«Ну? – удивился Стадухин. – Я, в обчем-то, про него слыхал. Но зачем его ловить? Проку-то?»

«Насчет проку государю виднее».

«Тогда иди».

Вот и весь разговор.

Сразу видно, что не посвящен человек.

Но все равно смотрел Стадухин так, будто догадывался и про бернакельского гуся, и про слова московского дьяка. А что? С Мишки станется. Он и литовским именем может назваться.


Думая так, Свешников уходил от мыслей о прошлом.

Но ведь – безлюдье, тишь. Сумеречно под низким небом. Идешь, молчишь, прислушиваешься к редким звукам. Хочешь не хочешь, а поневоле задумаешься.

Когда Стёпке Свешникову десяти не было, шайка варнаков (после Смутного времени в лесах много кого скопилось) напрочь сожгла деревеньку Онуфрино, повыбив жителей. Маленький Стёпка отсидел два дня и три ночи в дымном подполе, потом вылез из мрачного пепелища и побежал к соседям в деревню Бадаевку. Лютый обширный помещик Бадаев в голодное время специально приманивал голодных беглых и потихоньку крепил за собой. Тем быстро возрос в хозяйстве. Стёпке тоже обрадовался. Расспросив, определил в дом.

В доме богато. На окнах ситцы.

Трепещет в пыльном облаке моль, а все равно богато, богато.

На рослом Бадаеве азиатский кафтан – азям. Простой, но такие и воеводы носят. И еще азям лазоревый на бумаге. Любил Бадаев всяко блеснуть. И еще азям кумашный, и лисий красный. Этот совсем как у воеводы. Сам говорил, что купил такой богатый в Москве у торгового бузхаретина. Привезли издалека. Аж из самой Бухары, где небо, говорят, как глазурь. А Стёпке выделил рубаху да изгребные пачесные штаны. Понятно, плохие, для малых работников.

Бадаев сед, лют. Держал конный завод, большую псарню.

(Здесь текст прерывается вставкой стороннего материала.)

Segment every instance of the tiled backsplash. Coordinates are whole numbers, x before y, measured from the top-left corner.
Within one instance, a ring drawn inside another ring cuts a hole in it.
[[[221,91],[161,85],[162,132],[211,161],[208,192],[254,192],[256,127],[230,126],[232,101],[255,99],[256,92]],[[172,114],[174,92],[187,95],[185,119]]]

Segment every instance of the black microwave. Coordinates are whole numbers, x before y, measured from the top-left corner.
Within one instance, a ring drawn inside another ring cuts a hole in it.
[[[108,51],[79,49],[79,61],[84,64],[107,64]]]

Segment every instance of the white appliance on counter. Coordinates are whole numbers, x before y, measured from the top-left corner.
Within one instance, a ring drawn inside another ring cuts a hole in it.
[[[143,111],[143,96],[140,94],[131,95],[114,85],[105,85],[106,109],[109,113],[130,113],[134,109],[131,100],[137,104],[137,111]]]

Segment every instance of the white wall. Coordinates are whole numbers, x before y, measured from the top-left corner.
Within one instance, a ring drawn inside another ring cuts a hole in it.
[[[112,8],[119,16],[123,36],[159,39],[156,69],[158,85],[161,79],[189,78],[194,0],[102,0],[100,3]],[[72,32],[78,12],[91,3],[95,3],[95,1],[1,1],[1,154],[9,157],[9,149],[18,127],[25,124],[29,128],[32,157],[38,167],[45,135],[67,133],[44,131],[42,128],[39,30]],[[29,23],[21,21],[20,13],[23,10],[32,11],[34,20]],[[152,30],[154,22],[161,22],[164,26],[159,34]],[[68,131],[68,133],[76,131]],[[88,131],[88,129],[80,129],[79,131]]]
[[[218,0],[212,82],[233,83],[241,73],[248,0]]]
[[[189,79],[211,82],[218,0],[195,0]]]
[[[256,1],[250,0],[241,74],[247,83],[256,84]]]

Также вел подробные записи в хозяйственных книгах, крепко держался за самую маленькую копейку. Была даже какая-то тайна в том, как лютый Бадаев неторопливо окунает гусиное остро очиненное перо в чернила, а потом аккуратно рисует на бумаге загадочные значки. Правда, Стёпка уже знал: эти значки есть буквы, литеры. Даже знал о том, что если запомнить каждую литеру, то можно самому читать книги. Оставаясь один, не раз брал в руки одну особенно толстую, часто лежавшую на столе. В той книге не было никаких картинок, оттого любопытство еще сильнее мучило Стёпку. Листал толстую книгу степенно, с умным видом. Вот думал, как много всякого может быть написано в толстой, в столь важной книге!

Однажды Бадаев застал Стёпку над книгой.

Изумился: каков щенок! Отослал на конюшню. Выпороли.

Конечно, Стёпка стал осторожнее, но любопытство перебороло: еще дважды попадался на открытой книге. В изумлении Бадаев сам приходил на конюшню, посмотреть: хорошо ли, не мало ли бьют грамотея.

Отлеживаться Стёпку бросали на псарню. Подходили собаки, обнюхивали мальчишку, дышали на него теплым воздухом. Добрей всех казалась зрелая сука Тёшка – влажным языком вылизывала кровоточащую спину.

Терпеть всё это было невыносимо, потому в двенадцать лет начал бегать.

В те времена все бегали. Не только крепостные, но и прикащики. Лютый Бадаев, немало веселя соседей, устраивал большие облавы на беглых, прочесывал с собаками прилегающие леса. Имел на том большую пользу, потому что знал: холопий приказ в Москве сверх меры завален господскими явками. Если не заявил вовремя, что кто-то у тебя сбёг, за преступление сбёгшего ответственность на тебя ложилась. Так хоть в свое удовольствие людишек каких наловить.

Неоднократного беглеца засекали до бессознания.

От порки Стёпка стал потихоньку портиться, заикаться. Местная бабка-татарка, дай ей Бог здоровья, ладила его, но сколько можно? В последний раз бежал в двадцать втором, при государе Михаиле Фёдоровиче. Уходя, ярко зажег за собой весь бадаевский двор. Решил: умру, но никогда больше не вернусь в Бадаевку. Одного только боялся, как бы не пострадала в огне добрая сука Тёшка.